As a preliminary to its report on the adjourned inquest, the Cork Examiner pronounced glowingly on Down’s background and reputation: ‘The deceased gentleman was one of the Assistant County Surveyors under the Cork County Council, and also an earnest and prominent member of the Cork County Board, G.A.A., of which he was chairman for a number of years, and it can therefore be readily understood that he was well and widely known. The late Mr Down had an extremely brilliant collegiate course, winning many distinctions at his examinations, and had Providence spared him, he would undoubtedly have advanced to the front rank of his profession [as an engineeer]. The fact has got to be added that, upright and genial, he lived in the esteem and respect of these and the other circles in which he moved. . . .’ Down left a bereaved wife and children, ‘respected relatives’, and numerous grieving friends. His brother John J. Down was Clerk of Works for Cork city. See CE, 13 Feb. 1919. In 1911 James Nicholas Down resided with two younger brothers and a younger sister in the home of his father, the widower and railway-station master William Samuel Down, in house 20 in Dunisky (Mashanaglass) in Cork city.
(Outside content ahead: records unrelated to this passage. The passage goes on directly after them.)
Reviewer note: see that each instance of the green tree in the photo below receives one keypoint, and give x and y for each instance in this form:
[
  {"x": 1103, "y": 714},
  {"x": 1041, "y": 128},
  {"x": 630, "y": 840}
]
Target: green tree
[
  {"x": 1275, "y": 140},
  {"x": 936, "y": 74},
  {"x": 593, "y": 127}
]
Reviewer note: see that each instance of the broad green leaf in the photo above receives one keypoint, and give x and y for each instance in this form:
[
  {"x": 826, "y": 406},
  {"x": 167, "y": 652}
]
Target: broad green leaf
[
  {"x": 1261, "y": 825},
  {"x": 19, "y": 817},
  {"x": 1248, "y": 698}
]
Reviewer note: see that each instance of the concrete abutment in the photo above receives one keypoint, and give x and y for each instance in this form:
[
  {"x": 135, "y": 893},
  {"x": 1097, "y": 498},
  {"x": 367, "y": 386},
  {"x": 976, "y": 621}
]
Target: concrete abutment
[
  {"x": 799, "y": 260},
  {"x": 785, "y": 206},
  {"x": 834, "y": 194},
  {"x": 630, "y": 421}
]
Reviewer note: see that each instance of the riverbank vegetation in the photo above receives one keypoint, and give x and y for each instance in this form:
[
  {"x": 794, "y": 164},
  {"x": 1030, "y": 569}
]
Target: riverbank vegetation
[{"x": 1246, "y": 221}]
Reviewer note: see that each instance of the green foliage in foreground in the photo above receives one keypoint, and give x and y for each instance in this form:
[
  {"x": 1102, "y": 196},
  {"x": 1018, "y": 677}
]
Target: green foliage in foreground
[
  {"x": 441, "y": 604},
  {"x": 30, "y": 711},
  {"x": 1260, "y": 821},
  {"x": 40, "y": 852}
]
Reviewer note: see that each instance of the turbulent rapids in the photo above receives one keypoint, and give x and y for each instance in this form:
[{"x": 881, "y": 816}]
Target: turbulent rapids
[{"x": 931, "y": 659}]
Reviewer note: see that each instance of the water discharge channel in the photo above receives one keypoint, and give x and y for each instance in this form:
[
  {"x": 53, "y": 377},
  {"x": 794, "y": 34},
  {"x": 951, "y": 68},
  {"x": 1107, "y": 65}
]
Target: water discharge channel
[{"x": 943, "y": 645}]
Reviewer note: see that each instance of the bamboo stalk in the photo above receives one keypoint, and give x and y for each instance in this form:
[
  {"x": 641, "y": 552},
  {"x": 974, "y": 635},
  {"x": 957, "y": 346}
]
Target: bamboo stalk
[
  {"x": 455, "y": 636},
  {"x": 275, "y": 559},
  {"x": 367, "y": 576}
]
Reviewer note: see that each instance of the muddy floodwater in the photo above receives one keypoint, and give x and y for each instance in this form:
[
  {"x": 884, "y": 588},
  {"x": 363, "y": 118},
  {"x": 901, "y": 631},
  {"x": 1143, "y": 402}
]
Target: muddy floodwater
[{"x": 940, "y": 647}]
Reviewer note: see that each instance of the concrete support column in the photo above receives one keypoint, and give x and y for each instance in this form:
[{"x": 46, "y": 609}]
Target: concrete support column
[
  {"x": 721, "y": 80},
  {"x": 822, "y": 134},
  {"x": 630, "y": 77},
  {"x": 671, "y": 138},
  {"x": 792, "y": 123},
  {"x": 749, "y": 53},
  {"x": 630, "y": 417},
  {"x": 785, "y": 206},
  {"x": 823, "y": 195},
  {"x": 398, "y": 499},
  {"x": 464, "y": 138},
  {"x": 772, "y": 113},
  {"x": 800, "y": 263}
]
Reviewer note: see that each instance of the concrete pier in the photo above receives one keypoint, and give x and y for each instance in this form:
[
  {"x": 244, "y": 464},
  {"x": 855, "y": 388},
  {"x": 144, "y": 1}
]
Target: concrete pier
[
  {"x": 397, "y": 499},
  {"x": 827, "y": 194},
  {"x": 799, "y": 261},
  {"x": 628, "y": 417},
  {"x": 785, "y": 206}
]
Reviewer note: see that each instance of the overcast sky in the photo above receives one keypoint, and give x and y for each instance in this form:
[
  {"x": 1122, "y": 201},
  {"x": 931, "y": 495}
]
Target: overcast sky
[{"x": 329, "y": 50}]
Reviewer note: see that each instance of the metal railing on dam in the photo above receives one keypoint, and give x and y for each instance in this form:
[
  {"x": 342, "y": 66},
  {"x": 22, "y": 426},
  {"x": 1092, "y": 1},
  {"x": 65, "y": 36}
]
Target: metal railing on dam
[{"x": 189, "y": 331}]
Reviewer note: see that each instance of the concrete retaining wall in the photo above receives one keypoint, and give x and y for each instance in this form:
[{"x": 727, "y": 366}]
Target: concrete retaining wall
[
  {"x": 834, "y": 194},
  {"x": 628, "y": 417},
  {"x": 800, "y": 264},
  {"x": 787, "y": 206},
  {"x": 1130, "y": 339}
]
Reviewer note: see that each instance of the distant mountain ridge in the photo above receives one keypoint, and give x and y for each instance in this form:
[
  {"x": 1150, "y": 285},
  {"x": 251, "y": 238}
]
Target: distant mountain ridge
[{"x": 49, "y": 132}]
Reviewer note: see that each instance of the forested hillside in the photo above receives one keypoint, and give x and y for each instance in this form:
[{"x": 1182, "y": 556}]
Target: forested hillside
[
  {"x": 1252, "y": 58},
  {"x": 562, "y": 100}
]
The injured Michael Cotter told the subsequent inquest jury that on the night of 1-2 February 1919 he had pointed out the assailants to three policemen who came on the scene, and that he had asked the police to take their names and addresses for beating him up. But according to Cotter, the police had allowed the assailants to leave, and one policman had even told Cotter ‘to go home and wash his face’. (A head constable denied that the police had come into contact with the assailants that night. He also denied that the police knew anything directly about how Down had been assaulted or who had beaten him.) Coroner William Murphy stated at the inquest that the assaults on Down and Cotter had been ‘quite unprovoked’; Murphy added that James Down ‘was in no way quarrelsome with any of the four men who so brutally attacked him, and as a matter of fact, he [Down] was proceeding homewards with his friends when he was deliberately followed by the four men and subjected to terrible treatment. Mr Down and all his companions appeared to have been assaulted and very badly beaten.’ Coroner Murphy seriously faulted the conduct of the police on the occasion. The inquest jury simply found that Down had ‘died from tetanus poisoning caused as a result of injuries inflicted by four men unknown’. See CE, 19 Feb. 1919.
The police, on the other hand, considered the Sinn Féiner James Down to be a quarrelsome man when under the influence of drink, and thought that he had given offence to the four men who had attacked him. See RIC Monthly Report, Cork City and East Riding, Feb. 1919 (CO 904/108).